OpenAI announced a set of new models for its Realtime API, focused on improving voice interactions through greater intelligence and responsiveness.
The release includes 'GPT-Realtime-2,' which incorporates reasoning capabilities at the level of GPT-5, along with two supporting models for translation and transcription. These additions allow developers to create voice agents that process audio input and output in a continuous loop rather than relying on separate steps for speech recognition, language processing, and synthesis.
The models became available immediately in the API, with testing options in the OpenAI Playground and starter code examples provided through the Codex tool.
GPT-Realtime-2 stands out as the primary model for building production voice agents.
It supports handling interruptions, parallel tool calls, and extended context windows up to 128,000 tokens, which helps maintain coherence during longer sessions.
Developers can adjust reasoning effort across five levels to balance speed and depth, and the model includes features like preambles to keep users informed while it processes requests or accesses external systems. In practice, this means an agent can check a calendar, update a customer relationship management record, or retrieve information without breaking the flow of conversation.
Our new voice models are now available in the Realtime API:
GPT-Realtime-2: Build production-ready voice agents that can think harder, take action, handle interruptions, and keep conversations flowing.
GPT-Realtime-Translate: Translate while streaming across more than 70…— OpenAI (@OpenAI) May 7, 2026
Evaluations showed improvements over earlier versions on benchmarks measuring audio intelligence and multi-turn instruction following.
The accompanying models address specific audio tasks.
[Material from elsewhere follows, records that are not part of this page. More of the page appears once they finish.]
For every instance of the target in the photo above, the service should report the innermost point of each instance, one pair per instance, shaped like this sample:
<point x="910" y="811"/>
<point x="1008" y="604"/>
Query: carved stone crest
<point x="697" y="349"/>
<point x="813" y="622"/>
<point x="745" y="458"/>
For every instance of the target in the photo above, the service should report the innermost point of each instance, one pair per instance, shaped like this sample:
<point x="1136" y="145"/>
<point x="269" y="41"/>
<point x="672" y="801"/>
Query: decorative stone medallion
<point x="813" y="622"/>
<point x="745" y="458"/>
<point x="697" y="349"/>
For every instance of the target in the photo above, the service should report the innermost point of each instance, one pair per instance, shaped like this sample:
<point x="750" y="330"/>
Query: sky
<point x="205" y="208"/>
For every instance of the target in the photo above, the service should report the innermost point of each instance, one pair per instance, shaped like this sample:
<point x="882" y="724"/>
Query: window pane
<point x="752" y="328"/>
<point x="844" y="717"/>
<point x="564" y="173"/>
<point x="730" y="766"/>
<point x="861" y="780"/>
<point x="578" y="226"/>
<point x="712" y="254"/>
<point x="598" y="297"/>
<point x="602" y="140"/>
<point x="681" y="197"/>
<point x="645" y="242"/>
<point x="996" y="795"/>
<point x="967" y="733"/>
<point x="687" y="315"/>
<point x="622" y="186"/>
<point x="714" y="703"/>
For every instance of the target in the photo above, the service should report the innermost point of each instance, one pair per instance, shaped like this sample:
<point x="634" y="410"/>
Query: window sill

GPT-Realtime-Translate performs live speech-to-speech translation from more than 70 input languages into 13 output languages while preserving natural pacing and handling domain-specific terms or regional accents. GPT-Realtime-Whisper delivers low-latency streaming transcription that generates captions or notes as speech occurs.
Both operate within the same realtime framework, enabling applications such as multilingual customer support or live event captioning without additional pipelines.
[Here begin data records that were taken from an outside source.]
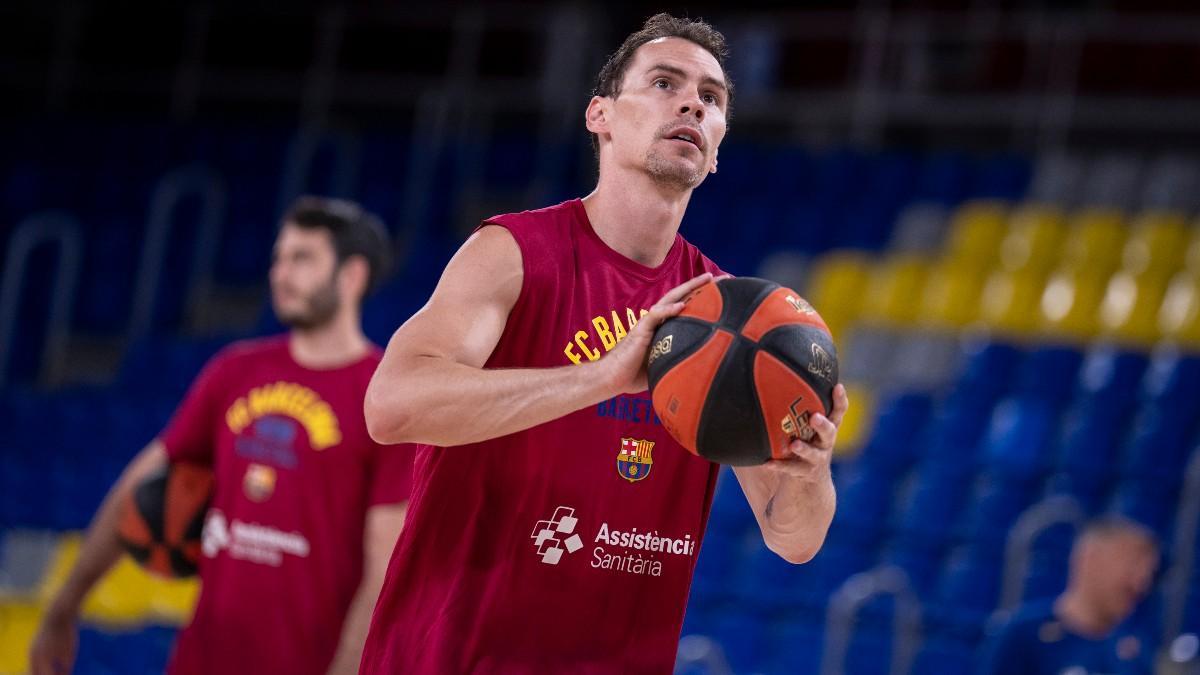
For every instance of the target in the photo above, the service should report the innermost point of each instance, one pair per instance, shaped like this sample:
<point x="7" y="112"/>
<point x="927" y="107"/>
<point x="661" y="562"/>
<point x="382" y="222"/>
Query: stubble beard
<point x="672" y="172"/>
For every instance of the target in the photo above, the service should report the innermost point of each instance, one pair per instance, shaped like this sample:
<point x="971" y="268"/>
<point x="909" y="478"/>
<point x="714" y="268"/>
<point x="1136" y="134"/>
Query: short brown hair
<point x="657" y="27"/>
<point x="354" y="231"/>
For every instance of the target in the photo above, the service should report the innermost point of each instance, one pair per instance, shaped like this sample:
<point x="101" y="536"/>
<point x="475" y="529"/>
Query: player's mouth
<point x="687" y="135"/>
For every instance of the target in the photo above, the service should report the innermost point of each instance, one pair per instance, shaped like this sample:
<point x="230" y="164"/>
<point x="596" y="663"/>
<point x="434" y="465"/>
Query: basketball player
<point x="306" y="507"/>
<point x="1111" y="569"/>
<point x="526" y="549"/>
Pricing follows a per-token or per-minute structure depending on the model, with details listed in the API documentation.
A demonstration video released alongside the announcement illustrated these capabilities in action.
One segment showed live translation between French and English, with the system switching seamlessly to German when interrupted and correctly rendering technical terminology. Another depicted a voice assistant managing a personal schedule, pulling calendar details, and updating records while providing verbal updates during processing.
The interactions highlighted reduced latency and more natural turn-taking compared to previous realtime systems.
This update builds on OpenAI's earlier audio releases from 2025, which introduced initial speech-to-speech models and realtime API features.
The new models shift the architecture further toward continuous multimodal reasoning, moving away from rigid pipelines of automatic speech recognition followed by large language model processing and text-to-speech output. Discussions on social platforms noted potential applications in customer service, education, travel planning, and global communication, with some observers pointing to impacts on industries that rely on real-time human intermediaries.
Developer feedback included interest in integration with existing tools and questions about latency in complex multi-step scenarios.
The announcement has prompted conversations about the evolving role of voice interfaces in software.
Companies such as Zillow, Deutsche Telekom, and Priceline have explored similar voice-driven workflows for tasks ranging from property searches to trip management.
At the same time, some users expressed ongoing preferences for legacy models like GPT-4o in certain contexts, reflecting varied experiences with prior voice updates. Overall, the release positions the Realtime API as a foundation for more capable conversational systems that operate directly in audio space. Developers can begin experimenting with the models through the platform today.